For a time my ending was;
“and he died angry and bitter, not knowing why he was alone.”Hurricane Jerald; Original Ending
I didn’t have to write that ending, because he’s not alone anymore. God restored our relationship by bringing us together and helping us to forgive each other.
I made mistakes too, and those mistakes are not cancelled out by his.
Handling Parental Death:
For the most part, this is how I’ve dealt with it, and full disclosure. I’ve never been good at dealing with emotional turmoil. Part of me wonders if something is wrong with me. Like my heart is busted and nothing can fix it.
There are times that I break down and cry for quite awhile. Crying is okay, and you’ll need to do it from time to time. Let the stress and the pain out.
One of the big annoyances I have involves my friends, and I know that sounds funny. However I get tired of people asking me how I’m doing. Usually it’s because I’m trying to forget an that question brings me right back to the situation I’m in.
It makes me wonder if I’m broken, but that makes no sense either.
Gather Your Friends And Family Around You:
When dealing with parental death. You’ll need a good support network. That network will see you through. I wrote about being annoyed in the previous chapter, but I had multiple friends asking me regularly if I was okay.
That’s a blessing.
If you’re dealing with the death of a parent, or they’re in hospice.
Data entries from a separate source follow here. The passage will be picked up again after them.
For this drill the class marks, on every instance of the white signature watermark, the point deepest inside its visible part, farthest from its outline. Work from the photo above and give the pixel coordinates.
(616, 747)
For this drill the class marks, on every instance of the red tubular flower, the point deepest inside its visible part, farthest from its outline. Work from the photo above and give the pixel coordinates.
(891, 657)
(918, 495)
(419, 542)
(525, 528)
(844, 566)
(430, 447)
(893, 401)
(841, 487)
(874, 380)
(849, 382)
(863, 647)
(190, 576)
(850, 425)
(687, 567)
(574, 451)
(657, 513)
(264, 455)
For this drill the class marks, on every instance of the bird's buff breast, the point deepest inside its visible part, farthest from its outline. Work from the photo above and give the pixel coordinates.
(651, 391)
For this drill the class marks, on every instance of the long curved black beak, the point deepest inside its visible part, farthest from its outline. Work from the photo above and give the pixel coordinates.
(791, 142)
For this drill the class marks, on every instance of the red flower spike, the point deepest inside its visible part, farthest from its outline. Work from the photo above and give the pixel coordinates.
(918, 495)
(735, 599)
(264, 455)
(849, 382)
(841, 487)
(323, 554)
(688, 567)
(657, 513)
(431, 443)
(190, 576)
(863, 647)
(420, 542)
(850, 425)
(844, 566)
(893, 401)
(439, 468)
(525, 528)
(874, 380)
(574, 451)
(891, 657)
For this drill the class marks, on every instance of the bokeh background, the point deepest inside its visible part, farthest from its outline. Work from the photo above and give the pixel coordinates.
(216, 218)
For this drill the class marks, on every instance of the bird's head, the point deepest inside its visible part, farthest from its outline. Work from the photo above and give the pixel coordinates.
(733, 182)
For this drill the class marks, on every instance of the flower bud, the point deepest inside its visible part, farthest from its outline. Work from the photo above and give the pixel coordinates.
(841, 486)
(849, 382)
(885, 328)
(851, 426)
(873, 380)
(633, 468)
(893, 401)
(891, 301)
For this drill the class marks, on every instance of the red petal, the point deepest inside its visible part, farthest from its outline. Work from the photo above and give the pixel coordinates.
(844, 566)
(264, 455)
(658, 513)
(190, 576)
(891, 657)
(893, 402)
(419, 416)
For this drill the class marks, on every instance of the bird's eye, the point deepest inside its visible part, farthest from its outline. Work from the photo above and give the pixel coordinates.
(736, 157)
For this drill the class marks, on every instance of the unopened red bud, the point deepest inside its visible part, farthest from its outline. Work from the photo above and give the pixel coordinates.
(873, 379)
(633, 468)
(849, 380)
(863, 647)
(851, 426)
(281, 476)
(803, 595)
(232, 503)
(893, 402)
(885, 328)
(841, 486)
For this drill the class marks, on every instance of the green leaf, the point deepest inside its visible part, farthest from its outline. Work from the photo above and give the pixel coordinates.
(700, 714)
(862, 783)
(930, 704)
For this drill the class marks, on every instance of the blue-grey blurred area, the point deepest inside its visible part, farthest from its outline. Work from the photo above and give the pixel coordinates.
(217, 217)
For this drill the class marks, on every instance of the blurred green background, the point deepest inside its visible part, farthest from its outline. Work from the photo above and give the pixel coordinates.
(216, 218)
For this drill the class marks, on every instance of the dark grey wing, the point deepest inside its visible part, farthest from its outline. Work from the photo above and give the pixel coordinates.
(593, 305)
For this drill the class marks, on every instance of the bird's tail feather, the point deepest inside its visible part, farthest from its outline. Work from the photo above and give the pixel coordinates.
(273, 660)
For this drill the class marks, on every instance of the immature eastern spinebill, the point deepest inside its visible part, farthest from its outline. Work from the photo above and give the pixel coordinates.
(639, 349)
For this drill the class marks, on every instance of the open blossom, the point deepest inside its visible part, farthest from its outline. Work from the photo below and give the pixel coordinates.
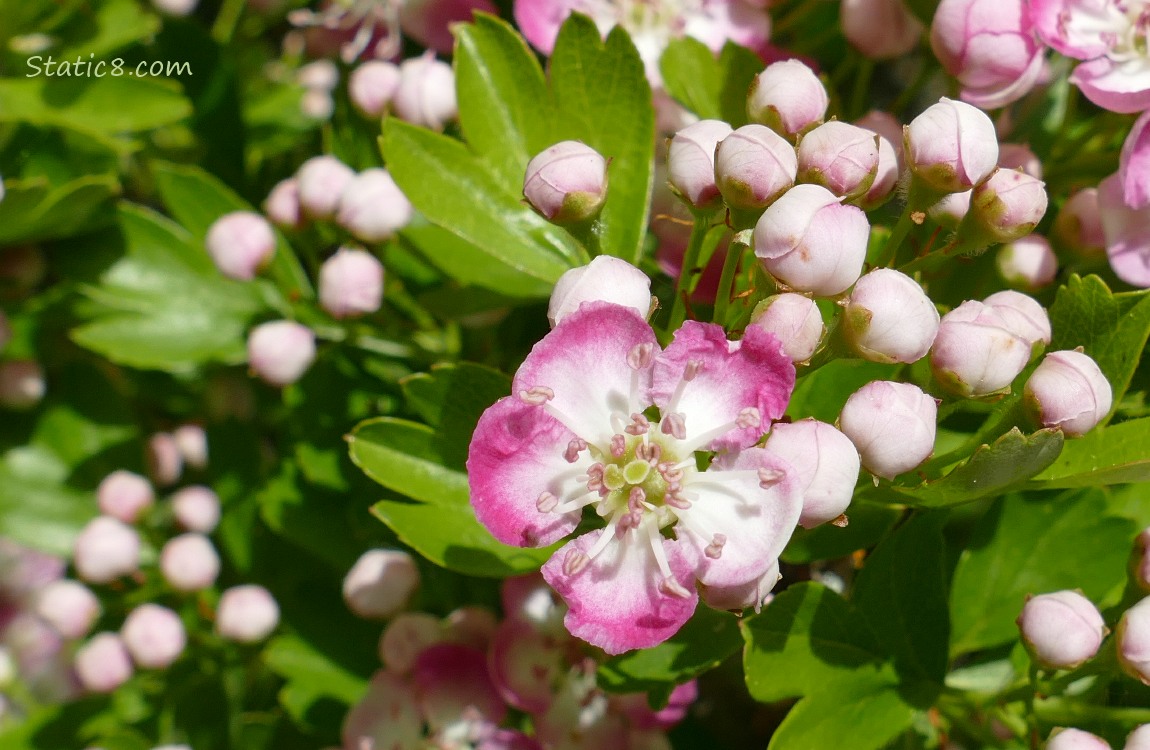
(1111, 37)
(574, 434)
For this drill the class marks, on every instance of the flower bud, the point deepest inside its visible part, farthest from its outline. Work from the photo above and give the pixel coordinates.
(796, 322)
(153, 635)
(123, 496)
(240, 244)
(1062, 630)
(605, 278)
(426, 94)
(691, 161)
(788, 98)
(1134, 641)
(951, 146)
(102, 664)
(1022, 315)
(197, 509)
(351, 283)
(69, 607)
(753, 166)
(880, 29)
(282, 204)
(811, 242)
(281, 351)
(976, 352)
(105, 550)
(567, 182)
(380, 583)
(840, 157)
(1028, 262)
(827, 467)
(889, 318)
(1067, 391)
(1075, 740)
(891, 425)
(322, 182)
(21, 383)
(189, 563)
(990, 46)
(247, 613)
(373, 207)
(1007, 206)
(372, 85)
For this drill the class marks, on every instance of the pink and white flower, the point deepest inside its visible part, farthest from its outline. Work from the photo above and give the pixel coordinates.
(574, 435)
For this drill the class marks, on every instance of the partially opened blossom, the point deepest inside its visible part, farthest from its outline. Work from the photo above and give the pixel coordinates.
(575, 434)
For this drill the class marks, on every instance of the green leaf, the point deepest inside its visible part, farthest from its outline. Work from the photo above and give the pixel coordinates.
(454, 189)
(1034, 545)
(196, 199)
(902, 592)
(1111, 328)
(505, 108)
(604, 100)
(707, 638)
(1111, 454)
(990, 469)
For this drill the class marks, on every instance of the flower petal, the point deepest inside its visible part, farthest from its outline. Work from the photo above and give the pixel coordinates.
(584, 362)
(516, 454)
(615, 602)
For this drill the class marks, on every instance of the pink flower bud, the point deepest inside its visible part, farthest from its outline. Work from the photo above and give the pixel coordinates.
(189, 563)
(840, 157)
(827, 467)
(605, 278)
(102, 664)
(154, 636)
(105, 550)
(426, 94)
(123, 496)
(1062, 630)
(880, 29)
(1068, 391)
(1022, 315)
(1075, 740)
(691, 161)
(197, 509)
(796, 322)
(811, 242)
(951, 146)
(69, 607)
(240, 244)
(753, 166)
(1028, 262)
(322, 182)
(282, 205)
(891, 425)
(373, 207)
(1134, 641)
(192, 442)
(976, 352)
(21, 383)
(163, 459)
(247, 613)
(351, 283)
(380, 583)
(1007, 206)
(990, 46)
(1078, 226)
(281, 351)
(788, 98)
(567, 182)
(889, 318)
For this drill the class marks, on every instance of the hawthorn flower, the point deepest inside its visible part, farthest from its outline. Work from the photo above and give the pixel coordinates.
(580, 431)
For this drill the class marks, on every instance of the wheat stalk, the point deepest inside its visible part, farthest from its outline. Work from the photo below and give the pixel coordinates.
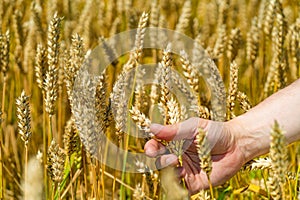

DON’T WALK THIS PATH ALONE
Find someone to talk with, someone who will walk this path.
How To Cope With The Death Of A Parent.
I didn’t write this to get a lot of views, I just needed to get it off my chest, and this was the best option for me. Sometimes you need to be vulnerable and this was my best option.
If you’re struggling with parental death, or the passing of a loved one. Here are some things I’ve been doing that have kept me sane. (Even when I don’t feel anything.)
My List To Stay Sane:
- Stay in contact with other family members. It really helps. I talk with a few of my siblings daily now. We’ve gotten closer through this.
- If you don’t have close family. Call some friends up, at this time in your life, being alone is a bad thing and should be avoided.
- Start a new hobby, I’m thinking about picking up the cello again.
- Workout more, the endorphins released from working out can help relieve stress, and you’ll be in better shape.
- Go Snowboarding
- Grab My Mountain Bike And Hit Up A Hill (There Are No Mountains In Minnesota)
- Play Sand Volleyball (Whatever I can do, to clear my mind)
In addition to the list above, here are some items I try to avoid. Mostly because they make me feel bad the next day. Although at the time I absolutely love some of them.
My List To Avoid:
- Drinking Excessive Amounts Of Alcohol. Never Mask Your Pain Through Self Medication It Isn’t Healthy. Instead Let It Out Among Friends And Family Where You’ll Be Supported.
- Eating excessive amounts of pizza or other foods (pizza is my weakness)
- Allowing Depression To Steal Your Energy. So You Sit On The Couch And Watch Fight Depression
Whatever you’re going through, the pain will eventually become bearable. I won’t say that it’ll go away, but eventually you’ll become stronger and be able to bear it.
That’s the essence of pain, friends I’ve lost years ago still cause me pain. I never stop missing them, but their memory helps me to be the best man I can be.
I miss my father daily now that he’s gone, and I’ve broken down and cried a lot about it. However I am also blessed. For 18 years we lived as strangers, but I can’t help and think. I came back into his life for this.
I was there to help him find peace before he goes.
Praying for you as you’re reading this. God has placed you in this moment, and if you turn to him you can find peace.